The largest auction of primitive art since the 1966 New York sale of Helena Rubenstein’s collection will be held in Paris by François de Ricqlès on June 30 and July 1. Remarkable for both its quality and diversity, the Hubert Goldet Collection contains 640 objects, from 20 rare sculptures estimated at $145,000 to $290,000 each to a Mbete carving (left), the most finely rendered of its kind ever collected, estimated at $600,000 to $800,000.
Goldet was surrounded by artwork since childhood, and he studied at the Ecole du Louvre in the 1960s. After a brief stint writing catalogues in Sotheby’s Impressionist and modern painting department in London he moved back to Paris in 1971 and founded the monthly Art Press. That, too, was a brief experience, as Goldet had been bitten by the collecting bug and he quit to indulge his passion. Goldet became an avaricious collector, scouring galleries and buying at auction primitive pieces over a 29-year period. He was fascinated by this “total art,” which conferred enormous beauty on ordinary household utensils and religious articles without confining itself to “art for art’s sake.”

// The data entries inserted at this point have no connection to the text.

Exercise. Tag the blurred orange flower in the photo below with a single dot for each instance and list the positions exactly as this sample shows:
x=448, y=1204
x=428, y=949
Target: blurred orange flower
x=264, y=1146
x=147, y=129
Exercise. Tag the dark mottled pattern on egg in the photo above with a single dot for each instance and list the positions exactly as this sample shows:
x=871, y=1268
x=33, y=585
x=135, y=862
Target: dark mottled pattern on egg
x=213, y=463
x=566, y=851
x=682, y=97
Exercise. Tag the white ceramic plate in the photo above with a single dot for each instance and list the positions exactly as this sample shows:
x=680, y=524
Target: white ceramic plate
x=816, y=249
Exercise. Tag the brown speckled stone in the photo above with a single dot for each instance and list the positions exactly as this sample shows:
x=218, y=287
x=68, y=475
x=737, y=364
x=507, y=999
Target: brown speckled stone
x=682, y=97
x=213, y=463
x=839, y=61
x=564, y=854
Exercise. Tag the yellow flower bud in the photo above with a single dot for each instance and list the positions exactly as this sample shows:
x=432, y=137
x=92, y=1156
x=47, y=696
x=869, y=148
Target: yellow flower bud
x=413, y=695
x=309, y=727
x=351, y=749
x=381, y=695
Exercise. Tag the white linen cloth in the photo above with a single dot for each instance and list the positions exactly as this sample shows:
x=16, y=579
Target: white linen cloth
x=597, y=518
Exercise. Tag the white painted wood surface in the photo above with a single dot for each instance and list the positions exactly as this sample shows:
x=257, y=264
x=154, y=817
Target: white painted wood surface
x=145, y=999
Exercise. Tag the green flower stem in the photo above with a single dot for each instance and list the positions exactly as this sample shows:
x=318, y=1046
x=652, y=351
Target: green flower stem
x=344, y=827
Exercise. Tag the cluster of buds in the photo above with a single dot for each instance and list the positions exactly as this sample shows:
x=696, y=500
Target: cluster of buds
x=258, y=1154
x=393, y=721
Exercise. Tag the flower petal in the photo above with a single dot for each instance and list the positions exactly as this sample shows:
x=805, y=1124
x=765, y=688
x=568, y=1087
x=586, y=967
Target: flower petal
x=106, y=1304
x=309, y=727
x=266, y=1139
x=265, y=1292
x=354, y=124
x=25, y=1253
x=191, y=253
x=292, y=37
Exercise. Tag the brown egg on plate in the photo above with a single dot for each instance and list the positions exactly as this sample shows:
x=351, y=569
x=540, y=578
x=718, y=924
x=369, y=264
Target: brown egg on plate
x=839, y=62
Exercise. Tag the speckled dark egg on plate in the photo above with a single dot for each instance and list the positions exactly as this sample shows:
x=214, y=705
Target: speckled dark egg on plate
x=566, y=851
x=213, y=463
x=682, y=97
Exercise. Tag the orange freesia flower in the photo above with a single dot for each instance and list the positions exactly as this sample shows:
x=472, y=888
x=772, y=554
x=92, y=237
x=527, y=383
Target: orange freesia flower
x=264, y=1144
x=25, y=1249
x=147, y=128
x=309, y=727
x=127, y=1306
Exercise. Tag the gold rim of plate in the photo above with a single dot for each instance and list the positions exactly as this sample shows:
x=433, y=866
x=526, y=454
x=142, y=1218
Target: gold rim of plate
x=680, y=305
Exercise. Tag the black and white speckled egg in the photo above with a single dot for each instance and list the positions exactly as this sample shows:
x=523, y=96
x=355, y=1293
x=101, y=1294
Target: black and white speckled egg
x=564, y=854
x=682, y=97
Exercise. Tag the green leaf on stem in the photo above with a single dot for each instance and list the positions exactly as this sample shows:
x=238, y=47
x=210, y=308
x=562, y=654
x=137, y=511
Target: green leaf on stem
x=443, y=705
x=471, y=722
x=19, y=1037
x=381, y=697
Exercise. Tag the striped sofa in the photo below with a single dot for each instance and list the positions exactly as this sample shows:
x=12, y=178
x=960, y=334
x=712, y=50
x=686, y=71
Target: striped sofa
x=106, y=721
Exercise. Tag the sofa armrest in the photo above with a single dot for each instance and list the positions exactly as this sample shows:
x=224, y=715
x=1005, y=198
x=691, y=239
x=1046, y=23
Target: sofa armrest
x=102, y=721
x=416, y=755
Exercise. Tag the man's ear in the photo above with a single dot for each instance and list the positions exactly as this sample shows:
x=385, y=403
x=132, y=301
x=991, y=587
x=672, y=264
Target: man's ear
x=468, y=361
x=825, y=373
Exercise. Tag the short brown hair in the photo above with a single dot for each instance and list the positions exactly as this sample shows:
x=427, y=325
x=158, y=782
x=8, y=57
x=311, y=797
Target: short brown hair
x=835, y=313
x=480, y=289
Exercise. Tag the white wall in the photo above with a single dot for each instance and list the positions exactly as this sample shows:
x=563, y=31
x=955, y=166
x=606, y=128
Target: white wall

While as a child he lived with traditional art, Goldet in his adulthood literally surrounded himself with every one of his beloved African pieces, from Dogon sculptures and Gabon masks to the Côte d’Ivoire group of ceremonial spoons, masks and a statuette. His apartment (above) was like a mausoleum in which the most simple ethnographic object was accorded the same importance as the rarest sculpture. “It was so dark in his apartment one needed a torch to see,” said one person who had the opportunity to visit Goldet’s residence.
New York interior designer Carey Maloney of M Group also is an avid primitive art collector. “I bought my first piece of tribal art in Johannesburg on my 21st birthday trip through Africa - a female bambara from Mali - and carried it home,” Maloney recounts. “It broke years ago - but I still have things from that trip around my apartment and the house in the country, which has a large room we refer to as the Nairobi Hilton bar.”
Maloney and his partner, the architect Hermes Mallea, like working with clients who share their interest in aboriginal art. One of them, Barbara Howard, has a dozen pieces she rotates around her Holmby Hills ranch house (below). A dealer Maloney and Howard recommend is Ernie Wolfe in Santa Monica.